Introducing the Enron Corpus.

TLDR

The Enron corpus, a publicly released set of 619,446 emails from 158 users gathered during the Enron legal investigation, includes computer‑generated folders and duplicate messages that were not directly used by users. This paper introduces and analyzes the Enron corpus, aiming to assess its suitability for studying human‑organized message classification. The authors cleaned the corpus by removing computer‑generated folders such as “discussion_threads” from each user’s data.

Abstract

A large set of email messages, the Enron corpus, was made public during the legal investigation concerning the Enron corporation. This dataset, along with a thorough explanation of its origin, is available at http://www-2.cs.cmu.edu/~enron/. This paper provides a brief introduction and analysis of the dataset.

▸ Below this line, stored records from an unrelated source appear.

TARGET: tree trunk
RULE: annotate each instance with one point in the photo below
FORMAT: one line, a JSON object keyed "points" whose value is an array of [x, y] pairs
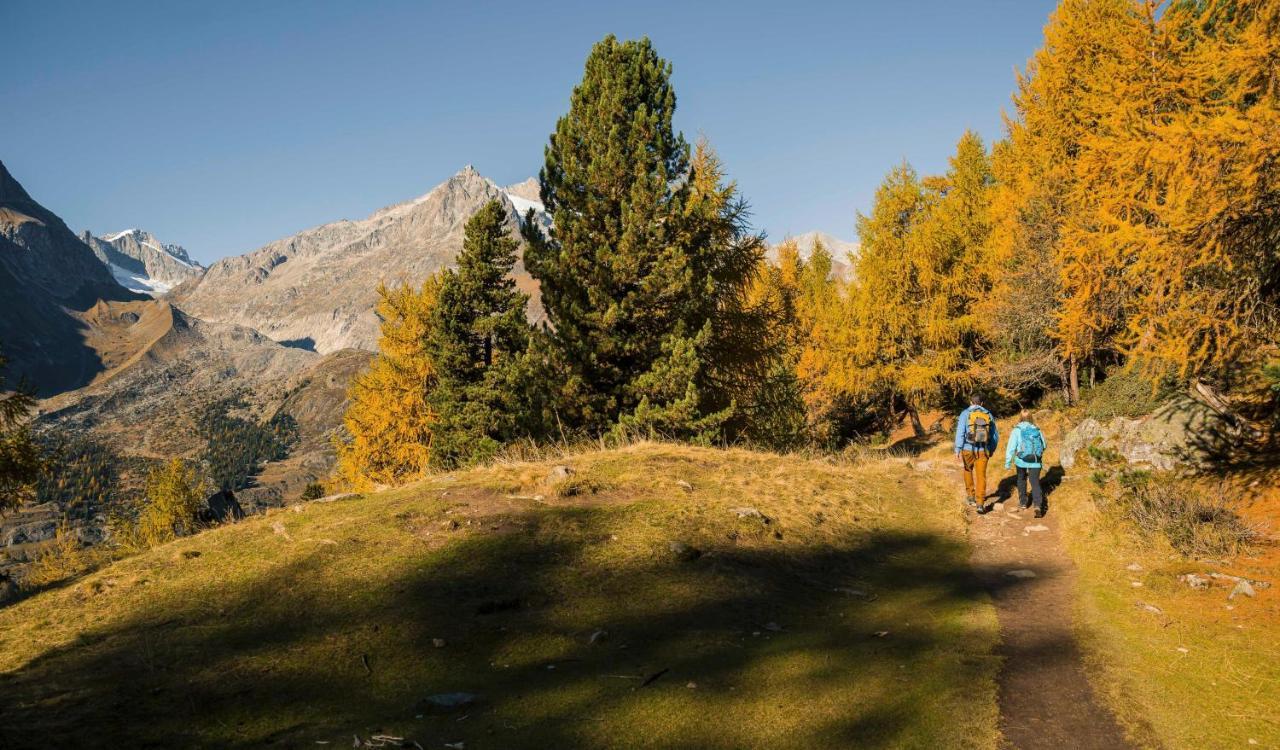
{"points": [[915, 421]]}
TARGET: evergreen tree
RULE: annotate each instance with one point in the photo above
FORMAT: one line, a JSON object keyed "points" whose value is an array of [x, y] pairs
{"points": [[476, 342], [21, 461], [648, 256]]}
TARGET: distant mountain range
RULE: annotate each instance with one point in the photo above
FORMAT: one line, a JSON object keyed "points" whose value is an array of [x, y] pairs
{"points": [[318, 289], [128, 338], [842, 252], [141, 263]]}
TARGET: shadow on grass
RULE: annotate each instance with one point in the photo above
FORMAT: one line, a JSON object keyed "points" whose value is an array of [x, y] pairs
{"points": [[785, 648]]}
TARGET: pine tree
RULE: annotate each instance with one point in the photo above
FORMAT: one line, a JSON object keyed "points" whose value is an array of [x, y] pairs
{"points": [[21, 461], [388, 421], [476, 342], [886, 339], [645, 257]]}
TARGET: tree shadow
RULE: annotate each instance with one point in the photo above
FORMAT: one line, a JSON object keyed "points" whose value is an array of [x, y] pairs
{"points": [[561, 653]]}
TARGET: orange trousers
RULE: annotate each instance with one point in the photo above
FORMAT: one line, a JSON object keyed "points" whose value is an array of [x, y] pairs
{"points": [[974, 474]]}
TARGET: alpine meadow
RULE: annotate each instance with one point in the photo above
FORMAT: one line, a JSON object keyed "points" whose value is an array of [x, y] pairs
{"points": [[592, 460]]}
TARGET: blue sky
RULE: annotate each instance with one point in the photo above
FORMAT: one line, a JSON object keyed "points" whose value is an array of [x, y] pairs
{"points": [[223, 126]]}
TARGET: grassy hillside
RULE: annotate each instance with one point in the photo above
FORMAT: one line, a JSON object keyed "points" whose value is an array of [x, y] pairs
{"points": [[626, 606], [1183, 667]]}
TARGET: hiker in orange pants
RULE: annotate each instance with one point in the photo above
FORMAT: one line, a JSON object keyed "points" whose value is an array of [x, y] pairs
{"points": [[977, 439]]}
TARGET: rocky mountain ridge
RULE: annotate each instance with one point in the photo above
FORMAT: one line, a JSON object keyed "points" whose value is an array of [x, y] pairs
{"points": [[318, 289], [141, 263], [48, 279]]}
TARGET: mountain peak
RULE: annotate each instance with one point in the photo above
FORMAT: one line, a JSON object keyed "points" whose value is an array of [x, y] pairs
{"points": [[10, 190], [530, 190]]}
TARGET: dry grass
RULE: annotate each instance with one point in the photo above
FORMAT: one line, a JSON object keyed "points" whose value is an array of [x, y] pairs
{"points": [[1184, 668], [338, 618]]}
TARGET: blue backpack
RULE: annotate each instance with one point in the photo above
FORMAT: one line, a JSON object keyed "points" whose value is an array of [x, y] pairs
{"points": [[1031, 444]]}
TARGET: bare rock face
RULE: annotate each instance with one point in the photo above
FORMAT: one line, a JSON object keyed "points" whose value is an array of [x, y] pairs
{"points": [[842, 252], [318, 289], [141, 263], [1161, 440], [48, 277]]}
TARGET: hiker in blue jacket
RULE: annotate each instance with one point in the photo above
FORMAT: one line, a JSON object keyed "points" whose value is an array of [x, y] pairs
{"points": [[977, 439], [1025, 451]]}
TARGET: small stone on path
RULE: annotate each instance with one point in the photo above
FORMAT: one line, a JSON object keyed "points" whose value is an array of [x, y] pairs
{"points": [[1242, 586]]}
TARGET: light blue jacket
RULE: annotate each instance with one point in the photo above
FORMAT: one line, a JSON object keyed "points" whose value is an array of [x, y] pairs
{"points": [[963, 425], [1015, 438]]}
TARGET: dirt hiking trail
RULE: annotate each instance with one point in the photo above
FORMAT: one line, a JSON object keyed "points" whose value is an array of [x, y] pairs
{"points": [[1045, 698]]}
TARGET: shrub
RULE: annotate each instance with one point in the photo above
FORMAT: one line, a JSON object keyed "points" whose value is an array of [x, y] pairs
{"points": [[1128, 393], [1193, 520], [65, 557]]}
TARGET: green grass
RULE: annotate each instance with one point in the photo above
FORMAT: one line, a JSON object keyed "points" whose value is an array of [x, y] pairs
{"points": [[260, 634], [1201, 672]]}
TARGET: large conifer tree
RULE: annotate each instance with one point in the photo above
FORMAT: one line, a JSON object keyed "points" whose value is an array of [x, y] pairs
{"points": [[644, 271], [476, 343]]}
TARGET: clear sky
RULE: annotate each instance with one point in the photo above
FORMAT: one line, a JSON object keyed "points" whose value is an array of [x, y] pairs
{"points": [[222, 126]]}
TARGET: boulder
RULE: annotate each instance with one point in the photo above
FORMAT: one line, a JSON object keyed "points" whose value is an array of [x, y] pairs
{"points": [[685, 553], [1161, 440], [222, 507], [558, 474]]}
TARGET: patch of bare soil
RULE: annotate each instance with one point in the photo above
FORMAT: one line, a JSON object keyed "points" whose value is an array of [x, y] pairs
{"points": [[1045, 698]]}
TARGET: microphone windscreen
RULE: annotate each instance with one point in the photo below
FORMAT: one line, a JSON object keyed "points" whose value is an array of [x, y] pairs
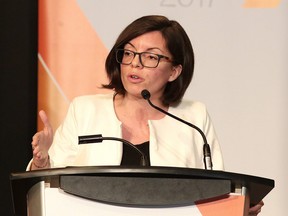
{"points": [[145, 94]]}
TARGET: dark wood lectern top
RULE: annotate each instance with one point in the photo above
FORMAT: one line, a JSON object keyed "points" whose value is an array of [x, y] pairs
{"points": [[185, 184]]}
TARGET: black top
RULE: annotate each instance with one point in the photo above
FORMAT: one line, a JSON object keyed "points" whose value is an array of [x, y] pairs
{"points": [[131, 157]]}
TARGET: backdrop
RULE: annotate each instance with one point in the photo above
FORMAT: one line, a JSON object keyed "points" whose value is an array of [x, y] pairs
{"points": [[241, 51]]}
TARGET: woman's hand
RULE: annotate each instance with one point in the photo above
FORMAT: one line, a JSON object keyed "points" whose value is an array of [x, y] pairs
{"points": [[41, 143], [255, 210]]}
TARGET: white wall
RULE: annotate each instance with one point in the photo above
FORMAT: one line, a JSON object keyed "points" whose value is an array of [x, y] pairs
{"points": [[241, 74]]}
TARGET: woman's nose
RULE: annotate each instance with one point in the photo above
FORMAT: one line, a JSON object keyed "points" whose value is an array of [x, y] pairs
{"points": [[136, 62]]}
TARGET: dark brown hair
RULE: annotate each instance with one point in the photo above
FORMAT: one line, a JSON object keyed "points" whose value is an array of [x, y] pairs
{"points": [[178, 44]]}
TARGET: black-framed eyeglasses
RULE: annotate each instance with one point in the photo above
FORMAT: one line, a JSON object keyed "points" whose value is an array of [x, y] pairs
{"points": [[147, 59]]}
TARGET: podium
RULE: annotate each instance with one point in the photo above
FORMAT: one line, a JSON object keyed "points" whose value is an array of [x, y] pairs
{"points": [[115, 190]]}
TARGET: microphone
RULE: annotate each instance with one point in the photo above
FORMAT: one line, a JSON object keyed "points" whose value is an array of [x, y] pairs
{"points": [[98, 138], [206, 148]]}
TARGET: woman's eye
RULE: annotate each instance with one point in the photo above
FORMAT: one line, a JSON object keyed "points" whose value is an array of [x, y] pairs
{"points": [[153, 57], [127, 53]]}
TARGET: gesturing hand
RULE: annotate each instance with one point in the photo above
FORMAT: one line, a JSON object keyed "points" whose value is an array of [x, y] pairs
{"points": [[41, 143]]}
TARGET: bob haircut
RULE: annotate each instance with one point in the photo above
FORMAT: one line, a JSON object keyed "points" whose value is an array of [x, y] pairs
{"points": [[178, 44]]}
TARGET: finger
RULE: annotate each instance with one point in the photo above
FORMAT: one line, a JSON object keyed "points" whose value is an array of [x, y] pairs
{"points": [[45, 120]]}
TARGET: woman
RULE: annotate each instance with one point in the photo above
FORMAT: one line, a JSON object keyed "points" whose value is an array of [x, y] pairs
{"points": [[151, 53]]}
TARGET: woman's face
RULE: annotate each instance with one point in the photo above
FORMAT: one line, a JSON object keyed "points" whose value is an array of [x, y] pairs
{"points": [[135, 77]]}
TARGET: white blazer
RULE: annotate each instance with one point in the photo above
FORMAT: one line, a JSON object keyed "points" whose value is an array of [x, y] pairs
{"points": [[172, 143]]}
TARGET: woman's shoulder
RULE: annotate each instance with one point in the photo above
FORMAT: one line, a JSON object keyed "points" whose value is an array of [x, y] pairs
{"points": [[190, 106], [94, 98]]}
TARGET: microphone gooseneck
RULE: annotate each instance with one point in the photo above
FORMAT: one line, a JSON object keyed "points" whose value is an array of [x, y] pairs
{"points": [[206, 148], [88, 139]]}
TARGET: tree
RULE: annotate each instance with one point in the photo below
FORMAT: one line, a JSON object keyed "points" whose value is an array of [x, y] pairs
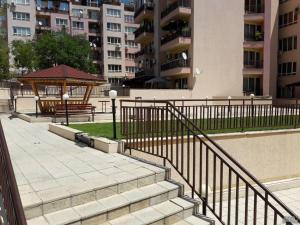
{"points": [[24, 54], [4, 60], [55, 48]]}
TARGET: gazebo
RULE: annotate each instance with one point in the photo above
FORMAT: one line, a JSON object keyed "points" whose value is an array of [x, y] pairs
{"points": [[62, 76]]}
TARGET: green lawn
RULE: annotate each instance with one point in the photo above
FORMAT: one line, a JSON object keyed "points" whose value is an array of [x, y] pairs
{"points": [[105, 129]]}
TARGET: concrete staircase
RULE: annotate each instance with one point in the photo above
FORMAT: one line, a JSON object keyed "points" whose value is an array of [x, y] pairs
{"points": [[144, 199]]}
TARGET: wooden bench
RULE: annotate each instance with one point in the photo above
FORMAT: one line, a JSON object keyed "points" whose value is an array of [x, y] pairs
{"points": [[74, 109]]}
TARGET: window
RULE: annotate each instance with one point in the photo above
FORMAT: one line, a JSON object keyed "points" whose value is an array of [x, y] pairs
{"points": [[77, 12], [288, 44], [94, 15], [64, 6], [77, 25], [21, 16], [112, 68], [130, 29], [114, 54], [113, 40], [287, 69], [129, 19], [61, 22], [131, 69], [21, 31], [130, 56], [115, 27], [288, 19], [22, 2], [131, 44], [113, 12]]}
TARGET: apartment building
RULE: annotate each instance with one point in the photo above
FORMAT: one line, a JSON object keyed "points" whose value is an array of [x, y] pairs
{"points": [[288, 50], [192, 43], [185, 43], [107, 24]]}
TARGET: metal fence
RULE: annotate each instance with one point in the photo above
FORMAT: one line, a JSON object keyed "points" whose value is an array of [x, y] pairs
{"points": [[223, 185], [239, 114], [11, 210]]}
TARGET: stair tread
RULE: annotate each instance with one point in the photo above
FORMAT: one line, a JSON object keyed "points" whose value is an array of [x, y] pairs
{"points": [[193, 220], [154, 213], [100, 206]]}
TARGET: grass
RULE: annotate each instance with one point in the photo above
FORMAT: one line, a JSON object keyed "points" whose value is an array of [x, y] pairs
{"points": [[105, 129]]}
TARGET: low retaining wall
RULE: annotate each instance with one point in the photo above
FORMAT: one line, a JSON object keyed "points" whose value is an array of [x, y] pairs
{"points": [[102, 144]]}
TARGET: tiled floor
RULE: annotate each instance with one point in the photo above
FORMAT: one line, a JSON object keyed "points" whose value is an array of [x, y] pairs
{"points": [[48, 166]]}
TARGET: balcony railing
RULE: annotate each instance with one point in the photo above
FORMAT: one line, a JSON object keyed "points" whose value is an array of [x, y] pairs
{"points": [[173, 36], [177, 63], [254, 8], [146, 6], [259, 64], [175, 5], [144, 29], [258, 36]]}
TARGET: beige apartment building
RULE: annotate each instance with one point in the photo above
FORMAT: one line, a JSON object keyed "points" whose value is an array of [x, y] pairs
{"points": [[107, 24], [210, 47]]}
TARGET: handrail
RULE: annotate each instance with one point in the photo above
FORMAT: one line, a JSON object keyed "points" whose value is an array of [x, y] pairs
{"points": [[13, 209], [157, 117]]}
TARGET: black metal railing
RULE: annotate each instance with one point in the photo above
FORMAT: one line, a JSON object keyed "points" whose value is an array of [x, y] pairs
{"points": [[254, 8], [254, 36], [173, 36], [176, 63], [175, 5], [11, 209], [144, 29], [259, 64], [147, 6], [222, 184]]}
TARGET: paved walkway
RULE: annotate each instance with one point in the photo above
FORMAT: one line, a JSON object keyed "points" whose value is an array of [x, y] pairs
{"points": [[48, 166]]}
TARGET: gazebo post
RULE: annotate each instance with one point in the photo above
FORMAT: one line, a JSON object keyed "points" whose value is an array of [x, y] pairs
{"points": [[36, 93], [89, 94]]}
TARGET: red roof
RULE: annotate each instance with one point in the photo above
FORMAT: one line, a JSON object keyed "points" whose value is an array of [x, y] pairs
{"points": [[62, 72]]}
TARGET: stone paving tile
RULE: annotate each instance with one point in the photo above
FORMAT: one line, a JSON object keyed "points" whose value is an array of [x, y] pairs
{"points": [[48, 166]]}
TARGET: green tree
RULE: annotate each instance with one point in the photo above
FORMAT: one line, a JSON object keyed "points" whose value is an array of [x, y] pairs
{"points": [[55, 48], [24, 54], [4, 60]]}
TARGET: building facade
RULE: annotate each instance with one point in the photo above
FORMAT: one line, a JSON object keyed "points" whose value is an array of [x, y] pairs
{"points": [[288, 50], [186, 42], [108, 25]]}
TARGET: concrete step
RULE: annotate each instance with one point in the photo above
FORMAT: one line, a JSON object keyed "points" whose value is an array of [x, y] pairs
{"points": [[193, 220], [168, 212], [56, 199], [96, 212]]}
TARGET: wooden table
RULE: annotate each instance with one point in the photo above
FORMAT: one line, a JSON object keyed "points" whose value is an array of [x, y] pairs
{"points": [[103, 104]]}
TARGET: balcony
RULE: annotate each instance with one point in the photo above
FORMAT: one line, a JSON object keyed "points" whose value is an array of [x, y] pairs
{"points": [[146, 11], [176, 67], [254, 40], [253, 67], [144, 34], [178, 40], [179, 9], [254, 13]]}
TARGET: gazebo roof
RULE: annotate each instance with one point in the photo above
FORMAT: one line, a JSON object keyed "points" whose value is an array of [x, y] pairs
{"points": [[61, 73]]}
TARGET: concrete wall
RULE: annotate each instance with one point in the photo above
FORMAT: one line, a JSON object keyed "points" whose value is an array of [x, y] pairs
{"points": [[218, 34]]}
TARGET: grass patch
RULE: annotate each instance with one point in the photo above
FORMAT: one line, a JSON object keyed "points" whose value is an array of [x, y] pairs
{"points": [[105, 130]]}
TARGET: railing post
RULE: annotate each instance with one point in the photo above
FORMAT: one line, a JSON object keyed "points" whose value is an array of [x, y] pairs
{"points": [[204, 206], [295, 114], [243, 116]]}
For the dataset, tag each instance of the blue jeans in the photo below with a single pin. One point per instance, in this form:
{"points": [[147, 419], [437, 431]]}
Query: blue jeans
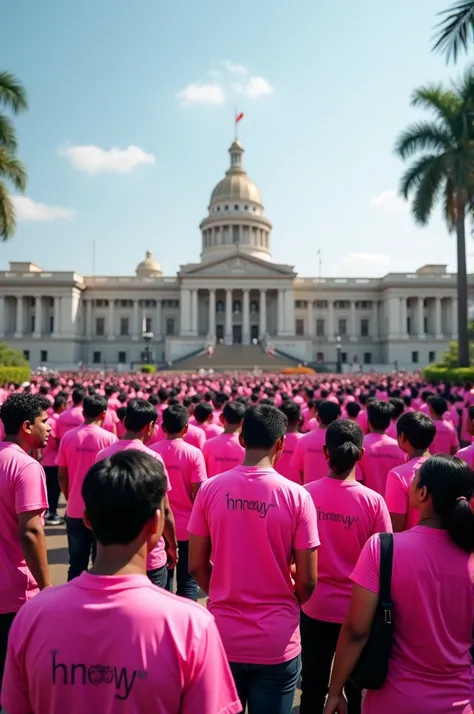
{"points": [[186, 586], [81, 544], [267, 688]]}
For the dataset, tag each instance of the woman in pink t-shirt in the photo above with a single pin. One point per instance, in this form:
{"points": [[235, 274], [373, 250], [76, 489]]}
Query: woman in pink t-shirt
{"points": [[348, 514], [430, 668]]}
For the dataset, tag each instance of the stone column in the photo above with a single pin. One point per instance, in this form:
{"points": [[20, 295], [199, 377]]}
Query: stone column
{"points": [[246, 317], [263, 313]]}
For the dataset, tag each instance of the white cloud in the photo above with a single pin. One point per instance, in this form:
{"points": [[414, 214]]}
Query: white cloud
{"points": [[28, 210], [201, 93], [254, 87], [94, 160], [390, 201]]}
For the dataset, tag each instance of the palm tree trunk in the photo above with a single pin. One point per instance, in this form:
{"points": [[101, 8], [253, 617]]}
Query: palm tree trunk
{"points": [[463, 339]]}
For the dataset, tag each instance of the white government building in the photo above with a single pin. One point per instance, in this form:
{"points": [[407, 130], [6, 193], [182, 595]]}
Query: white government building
{"points": [[236, 294]]}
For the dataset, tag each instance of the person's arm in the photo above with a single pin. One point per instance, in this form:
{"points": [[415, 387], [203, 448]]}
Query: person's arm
{"points": [[200, 566], [33, 544]]}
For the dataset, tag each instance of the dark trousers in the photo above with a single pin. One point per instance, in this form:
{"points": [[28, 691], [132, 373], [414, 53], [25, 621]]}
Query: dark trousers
{"points": [[158, 576], [82, 546], [319, 640], [186, 586], [52, 486], [266, 688]]}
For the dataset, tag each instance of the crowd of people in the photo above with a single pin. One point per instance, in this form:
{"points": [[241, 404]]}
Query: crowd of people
{"points": [[264, 494]]}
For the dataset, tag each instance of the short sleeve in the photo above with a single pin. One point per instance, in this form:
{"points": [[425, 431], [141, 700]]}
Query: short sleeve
{"points": [[210, 686], [198, 524], [30, 488], [367, 571], [396, 493], [306, 534]]}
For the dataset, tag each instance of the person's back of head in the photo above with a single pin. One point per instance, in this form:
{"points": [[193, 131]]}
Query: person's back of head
{"points": [[442, 489], [417, 429], [175, 419], [328, 412], [379, 415], [122, 495], [343, 447], [139, 415]]}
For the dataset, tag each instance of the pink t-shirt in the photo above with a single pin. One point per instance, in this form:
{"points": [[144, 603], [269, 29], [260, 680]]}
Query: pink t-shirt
{"points": [[222, 453], [119, 645], [255, 519], [430, 666], [309, 458], [157, 557], [22, 489], [382, 454], [283, 465], [397, 490], [446, 439], [77, 451], [348, 514], [185, 466]]}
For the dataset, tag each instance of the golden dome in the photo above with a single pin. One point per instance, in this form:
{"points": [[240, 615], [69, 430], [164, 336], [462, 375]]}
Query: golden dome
{"points": [[149, 268]]}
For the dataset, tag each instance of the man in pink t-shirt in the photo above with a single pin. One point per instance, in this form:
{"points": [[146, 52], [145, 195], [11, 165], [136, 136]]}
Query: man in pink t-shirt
{"points": [[256, 524], [110, 641], [77, 452], [224, 452], [23, 500], [309, 460], [416, 432], [382, 453], [187, 471]]}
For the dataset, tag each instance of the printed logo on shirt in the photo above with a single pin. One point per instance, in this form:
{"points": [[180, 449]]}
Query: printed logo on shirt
{"points": [[242, 504], [337, 517], [81, 674]]}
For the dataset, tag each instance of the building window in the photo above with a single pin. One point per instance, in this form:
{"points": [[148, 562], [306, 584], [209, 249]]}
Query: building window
{"points": [[124, 323], [100, 326]]}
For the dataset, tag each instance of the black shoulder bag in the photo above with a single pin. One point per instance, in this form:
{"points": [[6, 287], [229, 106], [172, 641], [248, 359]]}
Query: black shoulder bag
{"points": [[371, 669]]}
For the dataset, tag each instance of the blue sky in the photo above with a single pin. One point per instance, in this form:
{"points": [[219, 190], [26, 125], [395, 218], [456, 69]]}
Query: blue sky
{"points": [[325, 89]]}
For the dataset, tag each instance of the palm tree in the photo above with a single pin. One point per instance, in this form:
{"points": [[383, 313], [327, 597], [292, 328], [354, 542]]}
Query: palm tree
{"points": [[13, 97], [443, 169], [456, 30]]}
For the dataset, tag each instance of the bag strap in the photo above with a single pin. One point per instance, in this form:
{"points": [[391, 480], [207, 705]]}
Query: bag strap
{"points": [[386, 563]]}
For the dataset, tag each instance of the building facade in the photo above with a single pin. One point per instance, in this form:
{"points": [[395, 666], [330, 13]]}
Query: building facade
{"points": [[236, 294]]}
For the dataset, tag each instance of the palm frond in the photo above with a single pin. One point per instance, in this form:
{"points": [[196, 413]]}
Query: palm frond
{"points": [[12, 169], [455, 30], [12, 93]]}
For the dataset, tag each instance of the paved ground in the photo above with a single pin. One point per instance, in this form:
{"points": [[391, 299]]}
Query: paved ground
{"points": [[58, 559]]}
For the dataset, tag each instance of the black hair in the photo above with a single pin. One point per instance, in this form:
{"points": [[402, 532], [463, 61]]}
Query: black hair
{"points": [[19, 408], [202, 412], [121, 494], [175, 419], [233, 412], [328, 412], [379, 414], [344, 439], [292, 411], [417, 428], [450, 483], [262, 426], [140, 413], [94, 406]]}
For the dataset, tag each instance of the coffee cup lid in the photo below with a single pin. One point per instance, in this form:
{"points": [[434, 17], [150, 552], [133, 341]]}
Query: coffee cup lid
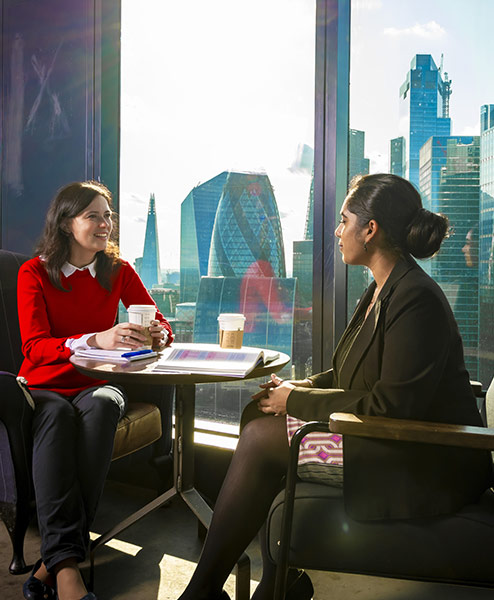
{"points": [[232, 316], [142, 307]]}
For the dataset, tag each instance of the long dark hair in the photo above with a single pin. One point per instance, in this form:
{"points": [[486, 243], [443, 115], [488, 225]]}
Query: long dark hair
{"points": [[54, 244], [395, 204]]}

The raw Enron corpus contains 619,446 messages belonging to 158 users. We cleaned the corpus before this analysis by removing certain folders from each user, such as “discussion_threads”. These folders were present for most users, and did not appear to be used directly by the users, but rather were computer generated. Many, such as “all_documents”, also contained large numbers of duplicate emails, which were already present in the users’ other folders. Our goal in this paper is to analyze the suitability of this corpus for exploring how to classify messages as organized by a human, so these folders would have likely been misleading.